Control and Telemetry System

This is a system I’ve been thinking about implementing for a while now. It hasn’t yet bubbled up to the top of my project queue, but I thought I would outline the project for my future benefit and and posting it here in case it may be of interest to others.

In essence, this is a two-station, two-way, stand-alone (no PC needed) control and telemetry system, using the public internet to provide a communications path between the two stations. I’ve shown a pictorial of a simple demo system in Figure 1 below.
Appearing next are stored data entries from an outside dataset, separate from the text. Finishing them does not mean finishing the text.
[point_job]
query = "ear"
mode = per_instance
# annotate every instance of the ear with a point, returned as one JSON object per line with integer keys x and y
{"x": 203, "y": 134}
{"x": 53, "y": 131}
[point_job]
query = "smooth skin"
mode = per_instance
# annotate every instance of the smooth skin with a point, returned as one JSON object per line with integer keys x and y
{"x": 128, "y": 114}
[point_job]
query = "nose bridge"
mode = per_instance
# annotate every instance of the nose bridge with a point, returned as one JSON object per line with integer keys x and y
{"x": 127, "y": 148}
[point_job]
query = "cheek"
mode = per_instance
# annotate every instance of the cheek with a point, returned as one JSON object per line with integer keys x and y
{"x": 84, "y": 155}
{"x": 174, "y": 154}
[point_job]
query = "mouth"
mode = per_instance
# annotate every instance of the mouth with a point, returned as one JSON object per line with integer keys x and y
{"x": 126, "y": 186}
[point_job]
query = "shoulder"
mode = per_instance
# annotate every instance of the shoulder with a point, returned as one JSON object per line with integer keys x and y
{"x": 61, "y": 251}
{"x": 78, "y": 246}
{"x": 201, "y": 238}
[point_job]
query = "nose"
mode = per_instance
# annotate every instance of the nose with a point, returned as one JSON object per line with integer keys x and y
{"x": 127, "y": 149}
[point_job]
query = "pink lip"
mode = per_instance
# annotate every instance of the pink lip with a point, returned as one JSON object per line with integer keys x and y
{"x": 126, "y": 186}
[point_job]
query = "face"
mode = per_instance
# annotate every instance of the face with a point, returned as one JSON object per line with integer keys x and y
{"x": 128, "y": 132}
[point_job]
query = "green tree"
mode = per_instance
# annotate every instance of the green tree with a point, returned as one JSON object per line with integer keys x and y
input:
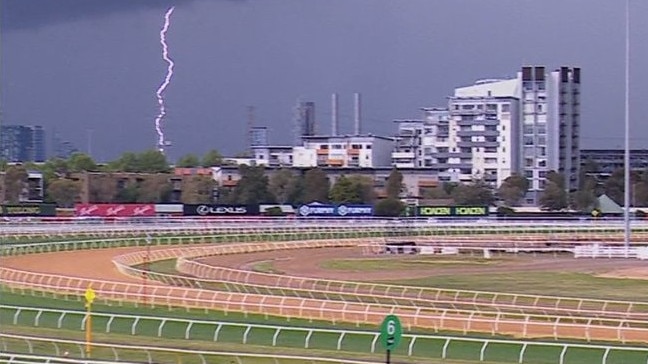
{"x": 81, "y": 162}
{"x": 188, "y": 161}
{"x": 436, "y": 193}
{"x": 252, "y": 188}
{"x": 101, "y": 189}
{"x": 474, "y": 193}
{"x": 364, "y": 188}
{"x": 640, "y": 190}
{"x": 316, "y": 186}
{"x": 590, "y": 167}
{"x": 127, "y": 162}
{"x": 55, "y": 168}
{"x": 344, "y": 192}
{"x": 128, "y": 194}
{"x": 584, "y": 199}
{"x": 513, "y": 189}
{"x": 15, "y": 181}
{"x": 283, "y": 184}
{"x": 212, "y": 159}
{"x": 394, "y": 184}
{"x": 389, "y": 207}
{"x": 152, "y": 161}
{"x": 149, "y": 161}
{"x": 554, "y": 196}
{"x": 614, "y": 186}
{"x": 198, "y": 189}
{"x": 63, "y": 192}
{"x": 155, "y": 189}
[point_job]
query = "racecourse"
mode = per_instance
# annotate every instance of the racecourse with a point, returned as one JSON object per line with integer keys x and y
{"x": 360, "y": 304}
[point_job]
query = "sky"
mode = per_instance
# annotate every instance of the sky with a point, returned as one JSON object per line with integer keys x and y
{"x": 88, "y": 70}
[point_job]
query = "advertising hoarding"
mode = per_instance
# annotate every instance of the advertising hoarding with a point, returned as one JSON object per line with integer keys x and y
{"x": 114, "y": 210}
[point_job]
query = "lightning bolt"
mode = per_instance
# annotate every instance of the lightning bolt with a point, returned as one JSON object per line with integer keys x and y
{"x": 167, "y": 79}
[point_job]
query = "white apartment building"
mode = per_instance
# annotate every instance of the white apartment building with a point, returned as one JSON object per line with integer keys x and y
{"x": 353, "y": 151}
{"x": 483, "y": 136}
{"x": 273, "y": 156}
{"x": 415, "y": 139}
{"x": 528, "y": 125}
{"x": 550, "y": 115}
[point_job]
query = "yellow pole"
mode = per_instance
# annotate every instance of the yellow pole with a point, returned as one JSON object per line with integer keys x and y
{"x": 88, "y": 329}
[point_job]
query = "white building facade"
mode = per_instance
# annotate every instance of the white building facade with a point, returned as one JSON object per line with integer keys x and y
{"x": 344, "y": 151}
{"x": 528, "y": 125}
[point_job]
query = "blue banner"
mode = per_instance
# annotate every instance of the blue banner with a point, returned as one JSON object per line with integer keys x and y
{"x": 315, "y": 210}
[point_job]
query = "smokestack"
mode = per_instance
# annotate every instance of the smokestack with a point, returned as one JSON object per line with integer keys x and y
{"x": 357, "y": 129}
{"x": 334, "y": 111}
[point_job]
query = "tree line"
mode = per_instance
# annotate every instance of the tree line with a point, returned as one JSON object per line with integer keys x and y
{"x": 292, "y": 186}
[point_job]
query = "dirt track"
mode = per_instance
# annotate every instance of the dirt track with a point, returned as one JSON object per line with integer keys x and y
{"x": 96, "y": 264}
{"x": 308, "y": 263}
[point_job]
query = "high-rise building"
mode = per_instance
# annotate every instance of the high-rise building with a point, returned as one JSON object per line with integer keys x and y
{"x": 528, "y": 125}
{"x": 550, "y": 111}
{"x": 258, "y": 136}
{"x": 304, "y": 121}
{"x": 19, "y": 143}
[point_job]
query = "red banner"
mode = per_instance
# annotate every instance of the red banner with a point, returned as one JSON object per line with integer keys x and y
{"x": 114, "y": 210}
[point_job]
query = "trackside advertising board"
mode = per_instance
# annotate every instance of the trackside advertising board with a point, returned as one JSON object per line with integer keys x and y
{"x": 452, "y": 211}
{"x": 28, "y": 210}
{"x": 114, "y": 210}
{"x": 212, "y": 210}
{"x": 315, "y": 210}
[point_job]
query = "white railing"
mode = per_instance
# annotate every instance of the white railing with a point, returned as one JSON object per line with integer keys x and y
{"x": 480, "y": 348}
{"x": 121, "y": 352}
{"x": 424, "y": 226}
{"x": 267, "y": 283}
{"x": 521, "y": 325}
{"x": 607, "y": 251}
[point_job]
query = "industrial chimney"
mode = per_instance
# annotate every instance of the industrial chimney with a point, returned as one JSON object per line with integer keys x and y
{"x": 357, "y": 128}
{"x": 334, "y": 112}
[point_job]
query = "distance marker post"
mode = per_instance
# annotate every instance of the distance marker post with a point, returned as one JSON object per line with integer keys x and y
{"x": 391, "y": 332}
{"x": 89, "y": 296}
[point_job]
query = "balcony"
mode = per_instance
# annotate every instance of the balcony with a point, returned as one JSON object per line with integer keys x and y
{"x": 428, "y": 183}
{"x": 403, "y": 164}
{"x": 403, "y": 155}
{"x": 229, "y": 183}
{"x": 478, "y": 122}
{"x": 469, "y": 133}
{"x": 335, "y": 162}
{"x": 478, "y": 144}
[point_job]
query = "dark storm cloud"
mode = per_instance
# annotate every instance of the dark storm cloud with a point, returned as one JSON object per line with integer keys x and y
{"x": 24, "y": 14}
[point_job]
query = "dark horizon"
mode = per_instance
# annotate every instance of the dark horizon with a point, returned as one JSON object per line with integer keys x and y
{"x": 84, "y": 65}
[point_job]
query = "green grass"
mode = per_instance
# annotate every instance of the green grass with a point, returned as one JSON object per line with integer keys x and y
{"x": 266, "y": 266}
{"x": 540, "y": 283}
{"x": 461, "y": 352}
{"x": 404, "y": 263}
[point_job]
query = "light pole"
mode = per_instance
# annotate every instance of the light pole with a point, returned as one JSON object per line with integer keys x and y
{"x": 626, "y": 197}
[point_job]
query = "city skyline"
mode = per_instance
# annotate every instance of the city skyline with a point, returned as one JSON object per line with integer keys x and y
{"x": 401, "y": 56}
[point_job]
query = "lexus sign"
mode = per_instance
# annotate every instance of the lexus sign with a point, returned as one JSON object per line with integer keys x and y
{"x": 219, "y": 210}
Figure 1 – Pictorial of Control and Telemetry System
Click on image for a high resolution PDF

As shown in the pictorial, the project proposes to use some variant of the ESP-32 at each end, since they are common, inexpensive, and their availability (so far) doesn’t seem to be adversely affected by the world-wide semiconductor shortage. It also assumes a WiFi cable modem is available at each station to allow the ESP-32 devices to have access to the internet via WiFi. I’ve also assumed the use of the MQTT protocol with a server in the cloud, but perhaps there’s a better alternative to MQTT for this application.

I’m interested in having this functionality because I’d like to use something like this to remotely monitor and control our ham radio club’s VHF radio repeater system (temperature, humidity, battery voltage, battery charging current, battery operating current, battery cut-out, etc).
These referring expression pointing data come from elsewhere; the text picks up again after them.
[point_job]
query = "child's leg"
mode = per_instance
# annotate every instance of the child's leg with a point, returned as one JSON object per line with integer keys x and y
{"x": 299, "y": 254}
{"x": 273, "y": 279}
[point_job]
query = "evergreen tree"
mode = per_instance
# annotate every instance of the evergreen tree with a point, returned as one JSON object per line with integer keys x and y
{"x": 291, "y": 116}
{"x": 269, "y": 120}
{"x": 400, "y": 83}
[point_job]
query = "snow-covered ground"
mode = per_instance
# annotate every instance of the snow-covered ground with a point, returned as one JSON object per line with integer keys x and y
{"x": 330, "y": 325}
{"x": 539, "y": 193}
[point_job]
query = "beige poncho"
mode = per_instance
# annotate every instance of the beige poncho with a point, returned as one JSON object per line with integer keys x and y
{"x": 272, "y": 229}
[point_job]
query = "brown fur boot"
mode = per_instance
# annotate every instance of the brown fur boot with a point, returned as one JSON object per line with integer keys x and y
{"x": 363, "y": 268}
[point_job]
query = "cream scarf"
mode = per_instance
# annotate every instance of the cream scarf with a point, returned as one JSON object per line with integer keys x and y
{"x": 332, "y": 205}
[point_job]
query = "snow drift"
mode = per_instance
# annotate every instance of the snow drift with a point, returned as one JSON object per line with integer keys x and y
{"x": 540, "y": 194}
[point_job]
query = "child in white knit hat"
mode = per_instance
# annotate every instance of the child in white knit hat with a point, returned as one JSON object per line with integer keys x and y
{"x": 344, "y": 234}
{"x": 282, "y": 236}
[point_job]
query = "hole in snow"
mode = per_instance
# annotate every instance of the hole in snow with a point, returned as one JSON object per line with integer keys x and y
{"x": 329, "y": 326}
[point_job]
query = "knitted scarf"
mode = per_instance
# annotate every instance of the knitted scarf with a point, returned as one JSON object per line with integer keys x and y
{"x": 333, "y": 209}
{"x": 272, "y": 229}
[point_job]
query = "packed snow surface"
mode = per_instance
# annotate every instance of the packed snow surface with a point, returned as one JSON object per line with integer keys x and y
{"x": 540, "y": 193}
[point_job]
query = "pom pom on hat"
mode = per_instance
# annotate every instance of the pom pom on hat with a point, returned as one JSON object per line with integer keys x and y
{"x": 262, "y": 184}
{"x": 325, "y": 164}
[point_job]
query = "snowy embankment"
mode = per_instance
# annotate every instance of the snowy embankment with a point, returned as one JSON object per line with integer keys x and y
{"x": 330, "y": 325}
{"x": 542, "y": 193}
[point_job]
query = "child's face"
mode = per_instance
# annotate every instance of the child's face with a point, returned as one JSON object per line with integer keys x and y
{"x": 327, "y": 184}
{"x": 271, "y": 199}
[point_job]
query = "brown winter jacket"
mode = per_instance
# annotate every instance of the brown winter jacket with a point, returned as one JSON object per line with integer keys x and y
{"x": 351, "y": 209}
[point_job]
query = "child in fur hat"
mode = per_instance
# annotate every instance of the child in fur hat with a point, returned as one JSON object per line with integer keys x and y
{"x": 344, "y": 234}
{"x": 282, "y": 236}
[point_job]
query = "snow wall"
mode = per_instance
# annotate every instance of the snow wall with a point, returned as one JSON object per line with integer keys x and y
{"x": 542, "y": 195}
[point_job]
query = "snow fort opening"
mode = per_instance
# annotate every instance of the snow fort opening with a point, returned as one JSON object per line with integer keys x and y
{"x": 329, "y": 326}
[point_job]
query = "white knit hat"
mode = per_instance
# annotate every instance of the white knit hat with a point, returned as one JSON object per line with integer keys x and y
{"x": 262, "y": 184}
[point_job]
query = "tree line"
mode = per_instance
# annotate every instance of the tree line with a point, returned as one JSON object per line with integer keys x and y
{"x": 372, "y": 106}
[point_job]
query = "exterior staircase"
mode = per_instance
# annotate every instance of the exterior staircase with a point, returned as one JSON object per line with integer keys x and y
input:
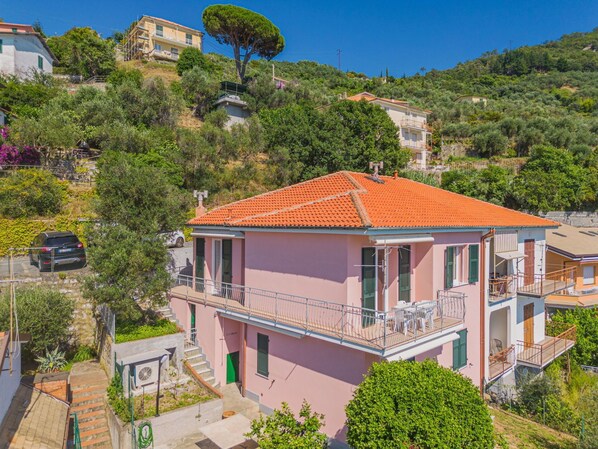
{"x": 88, "y": 400}
{"x": 194, "y": 355}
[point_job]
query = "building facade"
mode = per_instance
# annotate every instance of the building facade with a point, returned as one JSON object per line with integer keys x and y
{"x": 155, "y": 38}
{"x": 575, "y": 248}
{"x": 23, "y": 51}
{"x": 296, "y": 292}
{"x": 411, "y": 122}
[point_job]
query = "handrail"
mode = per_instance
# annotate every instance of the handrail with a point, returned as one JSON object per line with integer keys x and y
{"x": 540, "y": 354}
{"x": 546, "y": 283}
{"x": 379, "y": 329}
{"x": 505, "y": 359}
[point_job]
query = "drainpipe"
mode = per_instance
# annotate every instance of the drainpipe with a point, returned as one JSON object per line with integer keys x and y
{"x": 483, "y": 308}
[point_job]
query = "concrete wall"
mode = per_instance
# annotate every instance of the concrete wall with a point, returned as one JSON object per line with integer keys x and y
{"x": 20, "y": 53}
{"x": 167, "y": 427}
{"x": 9, "y": 382}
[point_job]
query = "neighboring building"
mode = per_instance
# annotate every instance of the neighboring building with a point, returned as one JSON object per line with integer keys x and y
{"x": 411, "y": 122}
{"x": 235, "y": 108}
{"x": 474, "y": 99}
{"x": 577, "y": 249}
{"x": 23, "y": 51}
{"x": 296, "y": 292}
{"x": 154, "y": 38}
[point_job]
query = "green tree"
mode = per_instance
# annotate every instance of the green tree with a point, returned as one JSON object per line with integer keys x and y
{"x": 31, "y": 193}
{"x": 283, "y": 430}
{"x": 413, "y": 404}
{"x": 244, "y": 30}
{"x": 585, "y": 351}
{"x": 81, "y": 51}
{"x": 192, "y": 57}
{"x": 45, "y": 314}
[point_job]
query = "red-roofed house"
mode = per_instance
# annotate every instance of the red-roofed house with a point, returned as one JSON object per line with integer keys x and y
{"x": 410, "y": 120}
{"x": 23, "y": 51}
{"x": 296, "y": 292}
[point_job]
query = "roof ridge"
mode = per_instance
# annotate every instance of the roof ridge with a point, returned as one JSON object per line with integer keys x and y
{"x": 271, "y": 192}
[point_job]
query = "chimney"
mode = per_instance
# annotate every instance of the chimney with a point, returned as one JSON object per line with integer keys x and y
{"x": 200, "y": 196}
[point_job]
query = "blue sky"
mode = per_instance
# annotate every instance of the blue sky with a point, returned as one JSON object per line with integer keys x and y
{"x": 372, "y": 35}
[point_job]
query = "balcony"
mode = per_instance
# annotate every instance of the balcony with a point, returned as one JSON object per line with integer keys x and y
{"x": 546, "y": 284}
{"x": 538, "y": 355}
{"x": 383, "y": 333}
{"x": 501, "y": 362}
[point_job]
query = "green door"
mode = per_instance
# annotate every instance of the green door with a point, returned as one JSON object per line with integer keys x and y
{"x": 405, "y": 273}
{"x": 200, "y": 262}
{"x": 232, "y": 367}
{"x": 368, "y": 285}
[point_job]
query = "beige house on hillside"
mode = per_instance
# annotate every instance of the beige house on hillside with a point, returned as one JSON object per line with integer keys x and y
{"x": 155, "y": 38}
As shown in the pictorial, the project proposes control and telemetry paths in both directions. The control functions and telemetry reporting shown in the pictorial are intended to be representative of what could be done, and not the whole list of possibilities. The specifics of functions shown in the pictorial are as follows: a potentiometer at the West station would control the position of a servo at the East station. It also shows that the environmental data collected by a BME280 module at the East station would be displayed on an LCD display (or OLED display) at the West station. It also shows a simple on-off control mechanism with remote assurance monitoring via push buttons and LEDs. The specifics of that are that activating the push button at the West station would cause the LED at the East station to illuminate and the fact that the voltage driver for the East LED went high would cause a signal to go back to the West station and cause the West LED to also illuminate (confirmation that the command to supply voltage to the East LED was actually accomplished). The same mechanism would be included for the East push button controlling the West LED and the East LED illuminating when voltage was actually applied to the West LED.
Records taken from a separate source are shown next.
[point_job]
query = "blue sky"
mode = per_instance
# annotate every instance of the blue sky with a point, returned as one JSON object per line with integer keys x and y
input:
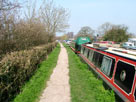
{"x": 93, "y": 13}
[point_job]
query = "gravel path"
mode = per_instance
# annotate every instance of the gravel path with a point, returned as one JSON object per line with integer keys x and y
{"x": 58, "y": 88}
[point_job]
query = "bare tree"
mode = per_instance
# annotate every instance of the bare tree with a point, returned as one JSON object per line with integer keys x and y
{"x": 55, "y": 18}
{"x": 104, "y": 28}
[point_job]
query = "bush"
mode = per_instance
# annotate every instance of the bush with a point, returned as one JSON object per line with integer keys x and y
{"x": 17, "y": 67}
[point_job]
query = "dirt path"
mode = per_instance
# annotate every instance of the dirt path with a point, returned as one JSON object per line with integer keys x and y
{"x": 58, "y": 88}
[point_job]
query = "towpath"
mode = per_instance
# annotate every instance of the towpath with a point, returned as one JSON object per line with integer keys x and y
{"x": 58, "y": 88}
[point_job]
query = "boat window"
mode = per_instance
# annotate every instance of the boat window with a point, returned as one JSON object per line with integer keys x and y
{"x": 135, "y": 93}
{"x": 99, "y": 62}
{"x": 106, "y": 65}
{"x": 85, "y": 52}
{"x": 90, "y": 55}
{"x": 95, "y": 58}
{"x": 82, "y": 49}
{"x": 124, "y": 76}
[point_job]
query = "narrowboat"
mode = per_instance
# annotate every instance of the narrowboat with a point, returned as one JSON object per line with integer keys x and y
{"x": 115, "y": 66}
{"x": 76, "y": 44}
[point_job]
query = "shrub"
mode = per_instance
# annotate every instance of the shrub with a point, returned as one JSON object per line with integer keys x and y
{"x": 17, "y": 67}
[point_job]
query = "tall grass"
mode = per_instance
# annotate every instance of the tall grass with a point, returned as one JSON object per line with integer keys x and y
{"x": 85, "y": 87}
{"x": 32, "y": 90}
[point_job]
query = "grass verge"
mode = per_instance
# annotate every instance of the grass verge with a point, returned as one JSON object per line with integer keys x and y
{"x": 32, "y": 89}
{"x": 85, "y": 87}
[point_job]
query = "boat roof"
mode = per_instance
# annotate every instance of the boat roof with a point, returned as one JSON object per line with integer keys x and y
{"x": 118, "y": 51}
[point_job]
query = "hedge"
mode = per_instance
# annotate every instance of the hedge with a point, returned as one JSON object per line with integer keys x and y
{"x": 17, "y": 67}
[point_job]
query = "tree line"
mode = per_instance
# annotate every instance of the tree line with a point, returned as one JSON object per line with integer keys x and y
{"x": 25, "y": 24}
{"x": 107, "y": 32}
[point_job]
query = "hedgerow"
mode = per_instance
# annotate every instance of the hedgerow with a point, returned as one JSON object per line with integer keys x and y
{"x": 17, "y": 67}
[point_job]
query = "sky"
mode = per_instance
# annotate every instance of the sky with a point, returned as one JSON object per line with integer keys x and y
{"x": 94, "y": 13}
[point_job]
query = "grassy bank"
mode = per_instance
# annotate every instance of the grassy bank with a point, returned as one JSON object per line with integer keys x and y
{"x": 85, "y": 87}
{"x": 32, "y": 89}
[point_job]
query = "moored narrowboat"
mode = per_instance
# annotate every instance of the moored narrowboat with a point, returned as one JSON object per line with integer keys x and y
{"x": 115, "y": 66}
There are other embellishments that could be added, but I think that a demo project with the functionality outlined above would demonstrate how to add additional features that may be wanted.

As to the cloud server that would handle the message exchange between the West and East stations, I don’t have a good handle on that. I’d be curious to know what free-service options might be available. For example, if there was only a small amount of data to be passed between the two stations, would there be any free public cloud-based server options? Would it be possible for the “server” to consist of a Raspberry Pi physically located in a residence, if port forwarding was used in the router of that residence and the system administrator of the East and West stations was willing to manually update the IP address of the server when it changed?

At be grateful for any comments regarding this system that readers might care to share.